Pour vous accabler davantage, frères et soeurs, je vous rappelle aussi que nous, membres d'une Eglise protestante et en plus calviniste nous sommes tenants d'une grande lignée théologique dont l'axe majeur est la prédestination, de Paul, à Augustin en passant par Pascal, Luther, longue lignée de pensée, martelée par des batailles contre divers ennemis théologiques, comme les manichéens, mais aussi contre Pélage ce théologien du 4 siècle qui parle de libre arbitre, comme Arminius, ancètre du libéralisme protestant, un théologien du 16 siècle qui a dit en substance que l'humain a quand même une voix au chapitre concernant son salut et dans sa capacité de recevoir ou non la grâce, mais aussi bien entendu contre le courant évangélique, qui s'il parle d'une sorte de prédestination, en identifie sa cause à la chute originelle, au péché, ce qui reserve une possibilité pour le pécheur de corriger cet accident par sa conversion, par sa réponse.
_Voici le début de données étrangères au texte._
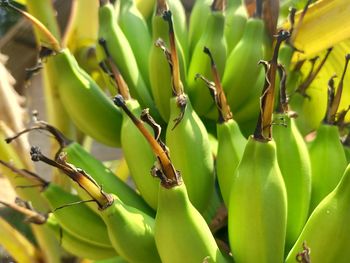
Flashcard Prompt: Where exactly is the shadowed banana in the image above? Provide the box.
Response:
[285,165,350,263]
[228,31,289,263]
[187,0,226,120]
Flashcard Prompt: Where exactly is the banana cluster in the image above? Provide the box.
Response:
[0,0,350,263]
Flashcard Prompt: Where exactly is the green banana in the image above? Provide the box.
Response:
[309,57,350,212]
[42,183,112,249]
[285,165,350,263]
[228,31,290,263]
[118,0,151,86]
[166,0,189,61]
[188,0,213,57]
[48,49,122,146]
[99,1,157,116]
[101,196,161,263]
[228,137,287,263]
[154,183,229,263]
[166,94,214,212]
[6,121,154,215]
[309,124,347,213]
[148,0,186,122]
[273,116,311,251]
[222,12,265,114]
[121,100,159,209]
[43,214,117,260]
[197,47,247,207]
[225,4,248,54]
[187,0,226,120]
[114,96,226,262]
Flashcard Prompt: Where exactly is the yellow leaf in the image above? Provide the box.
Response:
[283,0,350,61]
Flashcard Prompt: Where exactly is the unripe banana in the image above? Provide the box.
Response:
[285,162,350,263]
[309,124,347,213]
[99,3,157,117]
[42,183,112,249]
[216,119,247,207]
[225,5,248,54]
[188,0,213,57]
[222,18,264,113]
[48,49,122,146]
[228,137,287,263]
[101,196,161,263]
[121,100,159,209]
[166,0,189,61]
[273,117,311,251]
[155,183,229,263]
[118,0,151,86]
[187,1,226,120]
[44,214,117,260]
[148,1,186,122]
[166,95,214,212]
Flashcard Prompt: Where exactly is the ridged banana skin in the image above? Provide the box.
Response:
[272,117,311,251]
[48,49,122,147]
[222,18,264,112]
[148,14,187,122]
[99,4,157,114]
[228,137,287,263]
[188,0,213,57]
[225,5,248,53]
[309,124,347,213]
[187,11,227,120]
[155,184,228,263]
[121,100,159,210]
[166,98,214,212]
[44,214,118,260]
[101,198,161,263]
[216,119,247,207]
[285,166,350,263]
[118,0,152,87]
[42,183,112,248]
[64,142,154,218]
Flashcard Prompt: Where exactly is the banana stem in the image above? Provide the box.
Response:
[2,1,61,52]
[211,0,227,12]
[163,10,184,96]
[204,47,232,122]
[30,147,114,210]
[0,200,47,225]
[113,95,181,188]
[98,38,131,100]
[330,54,350,118]
[296,48,333,96]
[254,30,290,141]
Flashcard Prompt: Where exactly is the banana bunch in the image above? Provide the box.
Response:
[0,0,350,263]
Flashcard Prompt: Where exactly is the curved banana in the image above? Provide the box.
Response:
[154,182,230,263]
[225,5,248,54]
[309,124,347,213]
[148,0,186,122]
[285,165,350,263]
[187,0,226,120]
[43,214,117,260]
[42,183,112,249]
[188,0,213,55]
[101,196,161,263]
[99,0,158,116]
[222,14,265,114]
[273,117,311,250]
[118,0,151,86]
[48,49,122,146]
[228,137,287,263]
[121,100,159,210]
[166,94,214,212]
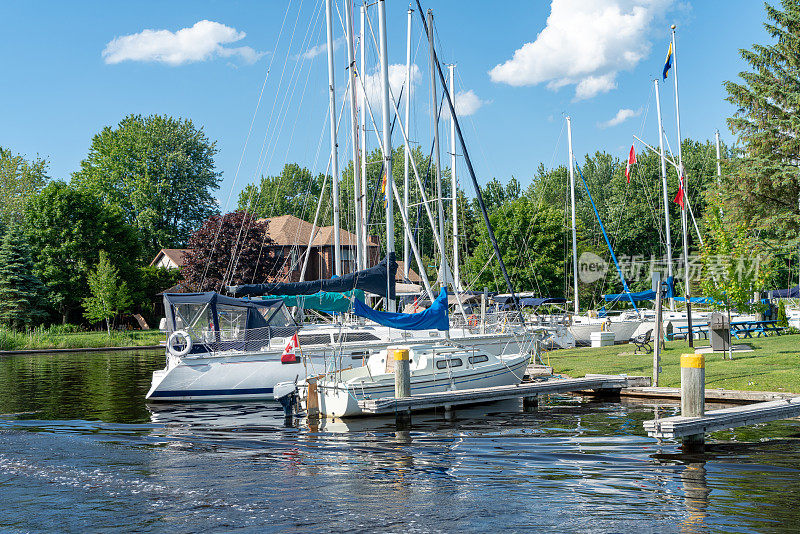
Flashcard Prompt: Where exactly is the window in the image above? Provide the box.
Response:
[469,354,489,365]
[436,358,464,369]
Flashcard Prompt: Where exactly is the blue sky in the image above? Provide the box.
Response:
[0,0,767,208]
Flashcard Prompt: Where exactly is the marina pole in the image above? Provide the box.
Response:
[681,354,706,447]
[403,6,414,280]
[325,0,342,276]
[378,0,397,312]
[448,65,461,295]
[653,78,675,311]
[344,0,366,271]
[671,24,694,347]
[360,5,372,267]
[428,9,449,294]
[567,117,581,315]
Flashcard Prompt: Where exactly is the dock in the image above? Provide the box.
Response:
[358,375,650,415]
[644,397,800,439]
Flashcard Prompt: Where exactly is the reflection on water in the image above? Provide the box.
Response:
[0,353,800,532]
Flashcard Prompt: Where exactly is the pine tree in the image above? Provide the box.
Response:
[83,250,132,336]
[722,0,800,246]
[0,223,45,329]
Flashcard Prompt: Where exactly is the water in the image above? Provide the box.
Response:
[0,352,800,533]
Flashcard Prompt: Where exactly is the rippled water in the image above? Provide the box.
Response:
[0,352,800,532]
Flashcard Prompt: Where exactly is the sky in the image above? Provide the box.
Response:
[0,0,769,210]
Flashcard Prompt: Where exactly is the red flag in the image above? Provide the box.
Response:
[625,145,636,183]
[281,334,300,363]
[674,180,685,209]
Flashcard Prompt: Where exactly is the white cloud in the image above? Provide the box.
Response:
[442,89,488,119]
[489,0,673,100]
[599,108,642,128]
[297,37,344,59]
[103,20,264,66]
[358,63,422,116]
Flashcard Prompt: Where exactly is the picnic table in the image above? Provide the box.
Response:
[672,323,708,340]
[731,321,783,339]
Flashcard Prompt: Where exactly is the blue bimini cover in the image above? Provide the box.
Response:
[353,288,450,330]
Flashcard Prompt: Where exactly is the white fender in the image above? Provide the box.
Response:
[167,330,192,358]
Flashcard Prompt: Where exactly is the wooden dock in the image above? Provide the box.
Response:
[644,397,800,439]
[358,375,650,415]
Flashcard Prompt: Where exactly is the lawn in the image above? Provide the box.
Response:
[0,328,165,350]
[542,334,800,393]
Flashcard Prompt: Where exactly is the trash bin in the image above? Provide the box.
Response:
[709,312,731,352]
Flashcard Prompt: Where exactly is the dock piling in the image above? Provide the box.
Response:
[681,353,706,446]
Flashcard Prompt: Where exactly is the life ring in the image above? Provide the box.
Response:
[167,330,192,358]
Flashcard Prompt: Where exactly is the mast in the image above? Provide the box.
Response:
[360,5,370,267]
[671,24,694,347]
[378,0,397,312]
[448,65,461,293]
[344,0,366,271]
[714,129,722,217]
[567,117,581,315]
[653,78,675,310]
[416,0,525,318]
[403,5,414,280]
[325,0,342,276]
[428,9,449,287]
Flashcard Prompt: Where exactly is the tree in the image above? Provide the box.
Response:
[239,163,333,222]
[465,197,564,296]
[0,223,46,329]
[700,202,772,313]
[181,211,280,291]
[0,147,47,228]
[72,115,221,258]
[722,0,800,246]
[25,181,139,322]
[83,250,132,336]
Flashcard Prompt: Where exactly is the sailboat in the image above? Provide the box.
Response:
[147,1,530,401]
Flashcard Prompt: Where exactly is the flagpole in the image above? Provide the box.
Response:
[567,117,581,315]
[671,24,694,347]
[653,78,675,311]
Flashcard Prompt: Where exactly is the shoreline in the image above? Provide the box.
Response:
[0,345,164,356]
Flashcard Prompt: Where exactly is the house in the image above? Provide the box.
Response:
[150,248,189,269]
[261,215,380,282]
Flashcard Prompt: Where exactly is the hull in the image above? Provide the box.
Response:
[145,333,525,402]
[317,354,530,418]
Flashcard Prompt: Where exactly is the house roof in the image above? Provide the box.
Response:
[394,260,422,284]
[260,215,378,247]
[150,248,189,267]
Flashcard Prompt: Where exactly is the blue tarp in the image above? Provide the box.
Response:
[261,289,364,313]
[603,277,672,302]
[353,288,450,330]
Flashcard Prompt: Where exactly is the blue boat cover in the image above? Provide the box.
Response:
[226,252,397,300]
[353,288,450,330]
[603,276,672,302]
[772,286,800,299]
[261,289,364,313]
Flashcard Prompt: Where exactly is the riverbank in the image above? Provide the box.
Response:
[543,334,800,393]
[0,330,164,352]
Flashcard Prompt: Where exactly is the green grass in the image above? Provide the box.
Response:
[0,325,164,350]
[542,334,800,393]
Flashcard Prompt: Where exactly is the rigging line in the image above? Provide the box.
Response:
[239,13,327,282]
[198,2,291,289]
[220,0,318,289]
[236,7,320,279]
Alors que le calvinisme strict parle bien d'une double prédestination avant même les problèmes d'Adam et Eve. Et la plus grand ennemie de ce courant Paulinien et calviniste et protestant a bien sûr été la doctrine des mérites mise en ordre par Thomas d' Aquin et ses fameuses vertus, Thomas d' Aquin qui a laissé de la place dans cet ordre divin décidé par Dieu, a de la contingence, c'est à dire la possibilité pour l'homme de sauver sa peau, pardon, je voulais dire son "âme"
Le sociologue Max Weber a vu dans ce protestantisme là et dans sa croyance à la double prédestination le moteur même de sa capacité à inventer le capitalisme moderne, c'est à dire que ce protestantisme, toujours d'une façon austère, dépasse le capitalisme hédoniste et rentier, oblige le capitaliste à interioriser ses bénéfices plutôt qu'à tout claquer dans le bling bling, lui fait préférer le long terme au jackpot, et lui permet de voir discrètement dans son succés la marque d'une élection positive. Car, en bonne doctrine calviniste, on ne sait pas de quel côté on est prédestiné. On ne le sait pas pour soi, et on ne le sait pas pour les autres d'où la nécessité , d'une part de continuer à annoncer l'évangile pour relayer en quelque sorte cette prédestination, et aussi en quelque sorte, dans une espèce d'élan desespéré, peut être de dire à Dieu, que vu les résultats obtenus par ce comportement de moine capitaliste, qu'il n'a pas pu , avec nous se tromper. En gros, ne sachant pas si on est predestiné au salut ou non, autant tout faire comme si on était sauvé.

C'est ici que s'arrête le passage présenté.